Las advertencias sobre los riesgos de la inteligencia artificial han aumentado considerablemente en las últimas semanas, generando un debate cada vez más intenso sobre las posibles consecuencias negativas que esta tecnología podría acarrear. En este contexto, Pau García-Milà, CEO y cofundador de Founderz, ofrece una perspectiva equilibrada pero inquietante sobre el futuro que nos espera.
"Las horas pares digo que no es para tanto. Ahí es cuando pienso como persona que se dedica a esto. Las impares, como padre de tres niños y otro en camino, y ahí me preocupa bastante", confiesa García-Milà, resumiendo la dualidad que muchos expertos experimentan al evaluar el impacto de la IA.
La singularidad: una realidad inminente, no ciencia ficción
Según el experto, estamos a las puertas de lo que se conoce como la singularidad, "el momento donde la IA haga cualquier tarea mejor que nosotros, que el mejor de los humanos". García-Milà es categórico al respecto: "Esto va a ocurrir. No va a ocurrir o no, sino de cuándo va a llegar. Seguro que pasará".
Esta afirmación plantea una pregunta fundamental: si la llegada de la singularidad es inevitable, ¿cómo debemos prepararnos? Para García-Milà, la respuesta está clara: "Lo que más conviene es tener la máxima información posible y estar preparado más que tratar de frenarlo". Sin embargo, advierte que es crucial "entender el qué implicación tiene al fin y al cabo, que la inteligencia artificial sea mejor que el mejor de los humanos en una tarea".

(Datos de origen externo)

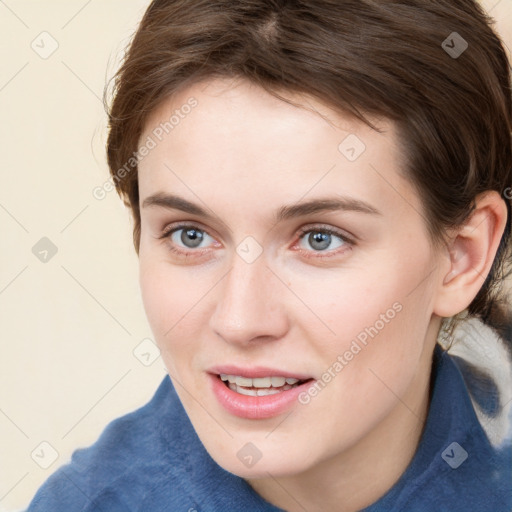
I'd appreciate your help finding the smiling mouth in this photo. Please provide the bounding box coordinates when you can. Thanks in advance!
[218,373,313,396]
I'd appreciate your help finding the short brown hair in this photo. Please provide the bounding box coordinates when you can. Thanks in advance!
[105,0,512,332]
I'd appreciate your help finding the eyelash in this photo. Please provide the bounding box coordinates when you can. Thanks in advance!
[157,224,355,259]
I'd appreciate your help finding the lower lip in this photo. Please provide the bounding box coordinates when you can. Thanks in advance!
[210,374,312,420]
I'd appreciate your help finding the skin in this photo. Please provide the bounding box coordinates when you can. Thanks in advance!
[134,78,506,512]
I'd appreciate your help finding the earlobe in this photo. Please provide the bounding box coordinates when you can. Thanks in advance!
[433,191,507,317]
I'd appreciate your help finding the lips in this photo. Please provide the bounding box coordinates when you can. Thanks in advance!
[209,366,314,419]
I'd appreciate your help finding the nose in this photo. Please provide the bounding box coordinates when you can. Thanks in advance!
[210,255,289,345]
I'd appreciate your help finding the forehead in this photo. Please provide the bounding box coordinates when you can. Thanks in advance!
[139,79,418,221]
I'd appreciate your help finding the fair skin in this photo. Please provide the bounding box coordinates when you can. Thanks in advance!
[134,79,506,512]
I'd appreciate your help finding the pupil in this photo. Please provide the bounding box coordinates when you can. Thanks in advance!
[181,229,203,247]
[309,231,331,250]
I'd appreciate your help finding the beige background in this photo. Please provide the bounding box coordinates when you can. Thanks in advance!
[0,0,512,512]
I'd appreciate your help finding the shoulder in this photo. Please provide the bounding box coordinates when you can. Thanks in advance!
[27,375,200,512]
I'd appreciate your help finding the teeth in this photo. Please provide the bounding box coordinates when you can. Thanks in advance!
[220,373,299,396]
[272,377,286,388]
[235,377,252,388]
[252,377,272,388]
[256,388,281,396]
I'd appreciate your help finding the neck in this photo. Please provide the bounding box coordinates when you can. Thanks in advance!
[248,332,437,512]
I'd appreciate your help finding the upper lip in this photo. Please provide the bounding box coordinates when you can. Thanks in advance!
[207,364,312,380]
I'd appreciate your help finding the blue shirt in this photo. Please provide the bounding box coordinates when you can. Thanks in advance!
[28,345,512,512]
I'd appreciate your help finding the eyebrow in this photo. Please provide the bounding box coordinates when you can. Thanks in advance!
[142,192,382,223]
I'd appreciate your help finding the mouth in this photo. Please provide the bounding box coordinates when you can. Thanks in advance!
[208,370,315,420]
[218,373,312,396]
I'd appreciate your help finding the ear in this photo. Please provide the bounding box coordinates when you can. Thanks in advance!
[433,190,507,317]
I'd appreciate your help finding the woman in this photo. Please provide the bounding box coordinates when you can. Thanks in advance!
[29,0,512,512]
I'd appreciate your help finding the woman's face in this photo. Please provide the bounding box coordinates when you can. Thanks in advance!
[138,79,439,478]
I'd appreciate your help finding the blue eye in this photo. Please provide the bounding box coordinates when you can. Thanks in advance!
[158,224,355,258]
[299,227,354,258]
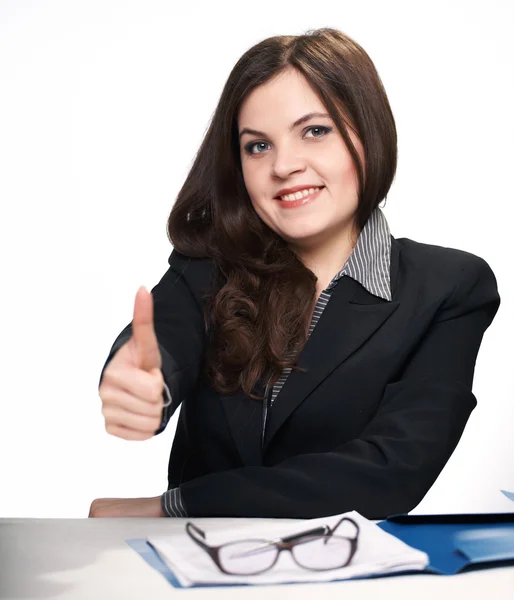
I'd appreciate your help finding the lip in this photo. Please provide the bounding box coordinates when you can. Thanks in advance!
[275,187,325,208]
[275,184,324,200]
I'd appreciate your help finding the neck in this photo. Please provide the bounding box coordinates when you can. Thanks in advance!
[292,223,360,291]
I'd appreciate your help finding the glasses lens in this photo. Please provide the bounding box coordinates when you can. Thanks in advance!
[219,540,278,575]
[292,535,352,571]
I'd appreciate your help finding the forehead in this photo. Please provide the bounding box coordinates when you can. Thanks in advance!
[238,69,327,129]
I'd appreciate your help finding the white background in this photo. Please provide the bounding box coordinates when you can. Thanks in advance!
[0,0,514,517]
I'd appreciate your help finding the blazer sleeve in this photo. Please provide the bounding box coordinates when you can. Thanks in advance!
[180,256,500,519]
[98,250,205,435]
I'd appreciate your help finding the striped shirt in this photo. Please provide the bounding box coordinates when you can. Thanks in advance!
[161,207,392,517]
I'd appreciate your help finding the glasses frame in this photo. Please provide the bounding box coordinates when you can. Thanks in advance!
[186,517,360,577]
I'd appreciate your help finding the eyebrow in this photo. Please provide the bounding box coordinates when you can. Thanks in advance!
[239,112,330,139]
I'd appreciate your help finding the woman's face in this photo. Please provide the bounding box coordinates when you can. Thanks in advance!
[238,69,363,251]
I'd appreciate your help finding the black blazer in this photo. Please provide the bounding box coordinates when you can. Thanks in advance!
[100,236,500,519]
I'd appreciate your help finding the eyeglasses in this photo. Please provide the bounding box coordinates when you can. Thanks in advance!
[186,517,359,575]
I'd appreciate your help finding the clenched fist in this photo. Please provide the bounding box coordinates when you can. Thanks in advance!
[98,287,164,440]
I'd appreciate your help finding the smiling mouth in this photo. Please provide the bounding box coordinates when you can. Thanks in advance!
[275,185,325,202]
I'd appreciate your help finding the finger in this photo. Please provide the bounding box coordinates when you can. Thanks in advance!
[105,424,157,442]
[99,364,164,403]
[102,404,161,433]
[101,386,164,418]
[132,286,161,371]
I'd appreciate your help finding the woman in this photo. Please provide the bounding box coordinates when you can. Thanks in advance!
[90,29,500,519]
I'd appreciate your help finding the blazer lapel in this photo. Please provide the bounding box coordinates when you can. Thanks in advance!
[221,381,265,466]
[264,236,399,451]
[221,236,399,466]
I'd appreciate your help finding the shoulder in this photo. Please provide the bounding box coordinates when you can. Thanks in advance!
[393,238,494,281]
[393,238,499,316]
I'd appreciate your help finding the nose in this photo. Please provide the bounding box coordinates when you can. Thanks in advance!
[272,148,305,179]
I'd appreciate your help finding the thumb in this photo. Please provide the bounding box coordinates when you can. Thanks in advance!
[132,286,162,371]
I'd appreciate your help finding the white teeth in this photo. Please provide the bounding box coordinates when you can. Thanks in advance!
[279,188,321,202]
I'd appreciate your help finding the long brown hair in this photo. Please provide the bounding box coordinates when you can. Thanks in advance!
[168,28,397,399]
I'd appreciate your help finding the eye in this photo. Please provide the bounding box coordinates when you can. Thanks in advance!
[245,125,332,156]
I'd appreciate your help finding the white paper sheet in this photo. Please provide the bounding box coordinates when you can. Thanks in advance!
[148,511,429,587]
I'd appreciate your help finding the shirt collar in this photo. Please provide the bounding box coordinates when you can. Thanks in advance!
[327,207,392,301]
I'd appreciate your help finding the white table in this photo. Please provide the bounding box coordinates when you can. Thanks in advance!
[0,519,514,600]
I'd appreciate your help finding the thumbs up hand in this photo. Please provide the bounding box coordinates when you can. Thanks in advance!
[98,287,164,440]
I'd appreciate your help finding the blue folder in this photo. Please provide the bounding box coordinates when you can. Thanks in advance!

El desafío de la velocidad: cuando la normativa no puede seguir el ritmo
Uno de los principales problemas que identifica García-Milà es la velocidad vertiginosa a la que avanza la tecnología. "Siempre la normativa siempre va después del fenómeno, pero en este caso el hándicap que nos encontramos es la velocidad", explica. "Encima, además de que la normativa siempre va después, cuando ya se ven las consecuencias de algo, se trata de legislar sobre ello. A estas velocidades es todavía más difícil".
Para ilustrar esta aceleración exponencial, García-Milà ofrece un dato revelador: "Algo que hace cuatro años y medio tardaban 800 horas de trabajo, que era clonar una voz —vimos un anuncio de Lola Flores con unas funciones— hoy necesitamos seis segundos". La comparación es asombrosa: de 800 horas a seis segundos en apenas cuatro años.
Pero lo más preocupante, según el experto, es que esta progresión no es lineal: "Eso asumiendo que no acelera y que tiene un avance lineal. El tema es que está acelerando".